Processing long-running http requests with seastar::http::server

166 views
Skip to first unread message

Kfir Gollan

<kfir.gollan@gmail.com>
unread,
Aug 2, 2023, 6:25:53 AM8/2/23
to seastar-dev
Hey,
While working with the http_server I noticed that it only handles a single request per listener per shard at a time. This implies that the implementation is limited to the number of parallel requests that can be handled. Assuming the server performs some heavy operation in the context of a single http request (e.g using some other service by its API) the shard will not be able to process any additional requests until the completion of the previous request.

This made me wonder, why not add some seastar::thread pool to the http server.

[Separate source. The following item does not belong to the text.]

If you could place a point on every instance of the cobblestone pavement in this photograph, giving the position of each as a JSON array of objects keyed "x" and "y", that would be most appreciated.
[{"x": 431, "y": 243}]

The size of the pool can be configurable according to the application needs. Overcoming the limitation of a single connection per shard.

I didn't find any discussion on this topic in the community here. Figured that I will ask before implementing such a solution.

Thanks in advance,
Kfir

Marcin Maliszkiewicz

<marcinmal@scylladb.com>
unread,
Aug 2, 2023, 7:19:34 AM8/2/23
to Kfir Gollan, seastar-dev
Hello!
Looking at http_server::do_accept_one it seems that it'll create any number of connections per shard you request. How are you planning to support io to a single connection concurrently?

--
You received this message because you are subscribed to the Google Groups "seastar-dev" group.
To unsubscribe from this group and stop receiving emails from it, send an email to seastar-dev...@googlegroups.com.
To view this discussion on the web visit https://groups.google.com/d/msgid/seastar-dev/eeb9f386-37f5-4061-a491-c6bbde5287e4n%40googlegroups.com.
Message has been deleted

Marcin Maliszkiewicz

<marcinmal@scylladb.com>
unread,
Aug 20, 2023, 2:43:56 AM8/20/23
to Kfir Gollan, seastar-dev
Thank you for the example! As I understand it shouldn't block things like that. I didn't have time to fully debug it but made two observations:

- In your demo when I call /slow endpoint then before it finishes I call /fast endpoint the latter awaits response forever, it seems the query was somehow lost or stuck.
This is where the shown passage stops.